Ms Jennison said that many buyers often pay a premium for the opportunity to secure an off-market property without competition, believing this will prevent it from being listed publicly and attracting other buyers.
"It's driven by the perception that acting quickly will keep the property out of reach for others, leading some buyers to offer more upfront," she said.
However, Ms Jennison advised that it's ultimately the seller who must be convinced that an off-market offer will yield a better result than listing the property on the open market.
"Sometimes, the urgency and scarcity surrounding off-market opportunities create excitement about buying without competition," she said.
"This can lead buyers to overlook essential factors, such as the property's suitability and value, in their eagerness to secure it.'"

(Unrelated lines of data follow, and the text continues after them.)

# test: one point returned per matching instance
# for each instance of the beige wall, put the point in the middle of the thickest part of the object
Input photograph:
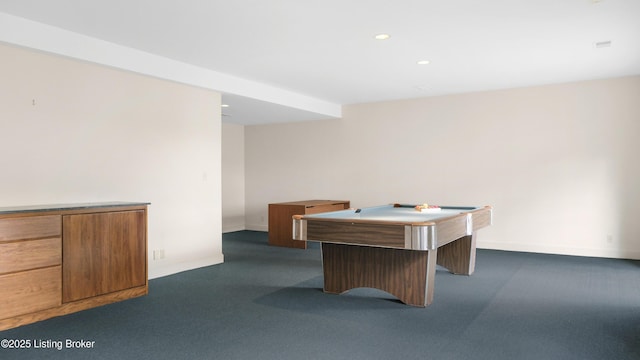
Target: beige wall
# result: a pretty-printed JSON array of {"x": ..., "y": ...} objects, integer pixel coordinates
[
  {"x": 558, "y": 163},
  {"x": 72, "y": 132},
  {"x": 232, "y": 177}
]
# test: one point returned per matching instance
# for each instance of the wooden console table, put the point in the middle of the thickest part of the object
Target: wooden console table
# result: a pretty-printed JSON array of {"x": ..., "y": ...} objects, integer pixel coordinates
[
  {"x": 281, "y": 218},
  {"x": 60, "y": 259}
]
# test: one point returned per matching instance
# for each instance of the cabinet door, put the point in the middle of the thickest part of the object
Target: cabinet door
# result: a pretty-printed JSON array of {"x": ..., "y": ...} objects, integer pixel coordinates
[{"x": 103, "y": 253}]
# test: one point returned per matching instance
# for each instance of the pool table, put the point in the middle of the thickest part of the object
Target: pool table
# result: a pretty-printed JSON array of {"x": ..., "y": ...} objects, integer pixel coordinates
[{"x": 393, "y": 247}]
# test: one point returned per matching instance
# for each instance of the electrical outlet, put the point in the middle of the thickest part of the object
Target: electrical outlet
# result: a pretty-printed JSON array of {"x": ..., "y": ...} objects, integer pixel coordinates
[{"x": 158, "y": 254}]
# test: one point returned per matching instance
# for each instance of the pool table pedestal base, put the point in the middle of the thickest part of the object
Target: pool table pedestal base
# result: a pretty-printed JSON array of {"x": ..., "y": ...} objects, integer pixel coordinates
[{"x": 409, "y": 275}]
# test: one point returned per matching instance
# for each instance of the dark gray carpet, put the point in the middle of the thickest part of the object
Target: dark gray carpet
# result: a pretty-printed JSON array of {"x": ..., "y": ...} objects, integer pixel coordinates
[{"x": 267, "y": 303}]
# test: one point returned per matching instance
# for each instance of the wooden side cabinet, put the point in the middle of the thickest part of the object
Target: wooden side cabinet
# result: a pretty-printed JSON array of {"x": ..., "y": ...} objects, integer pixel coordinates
[
  {"x": 281, "y": 218},
  {"x": 60, "y": 259}
]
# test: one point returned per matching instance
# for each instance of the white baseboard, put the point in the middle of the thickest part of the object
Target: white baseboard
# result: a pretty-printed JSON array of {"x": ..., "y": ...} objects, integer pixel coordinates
[{"x": 170, "y": 268}]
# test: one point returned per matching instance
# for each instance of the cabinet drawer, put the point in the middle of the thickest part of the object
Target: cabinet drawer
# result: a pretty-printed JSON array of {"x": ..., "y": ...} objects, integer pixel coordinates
[
  {"x": 30, "y": 291},
  {"x": 31, "y": 227},
  {"x": 30, "y": 254}
]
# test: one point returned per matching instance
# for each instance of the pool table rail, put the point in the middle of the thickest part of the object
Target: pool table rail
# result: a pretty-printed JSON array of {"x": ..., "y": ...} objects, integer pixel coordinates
[{"x": 410, "y": 235}]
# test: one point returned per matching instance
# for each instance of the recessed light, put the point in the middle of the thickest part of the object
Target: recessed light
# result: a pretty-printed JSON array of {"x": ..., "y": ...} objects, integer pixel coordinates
[{"x": 602, "y": 44}]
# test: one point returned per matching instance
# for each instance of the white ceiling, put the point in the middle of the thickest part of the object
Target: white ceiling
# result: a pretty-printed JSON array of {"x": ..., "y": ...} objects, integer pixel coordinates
[{"x": 325, "y": 49}]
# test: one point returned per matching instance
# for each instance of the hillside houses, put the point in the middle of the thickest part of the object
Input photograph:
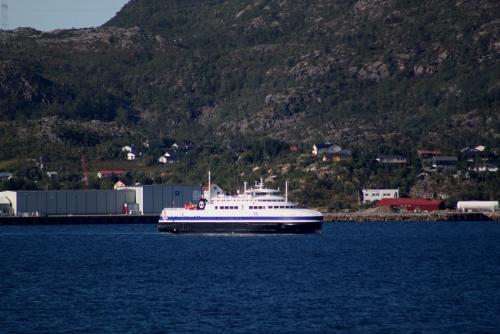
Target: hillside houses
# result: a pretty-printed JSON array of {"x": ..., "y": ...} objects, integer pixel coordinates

Ms Jennison said there had been a rise in the number of new entrant buyers' agents whose marketing solely focuses on their exclusive access to off-market properties because these types of dwellings are viewed as the Holy Grail of real estate by many buyers.
"The reality is that oftentimes these 'opportunities' are overpriced B- or C-grade properties presenting as exceptional finds," she said.
"In low listing volume markets, such as Perth, Adelaide and Brisbane at present, buyers need to seriously ask themselves why any vendor would sell their property off-market when there is more demand than supply, which will potentially drive up the sale price on the open market when the property is subjected to competition."
Ms Jennison said with listings set to reduce over the holiday period, buyers should conduct thorough due diligence when considering off-market properties promoted by agents and ensure they are appropriately priced to avoid overpaying.
"REBAA members always consider 100 per cent of the market when searching for the perfect property for their clients," she said.
"They don't rely solely on off-market properties – which make up a small percentage of the total real estate pool – as they recognise that considering the entire market often leads to the best outcome for clients.
"The method of sale, or whether a property is on or off-market, should not be the sole determinant of its suitability and value."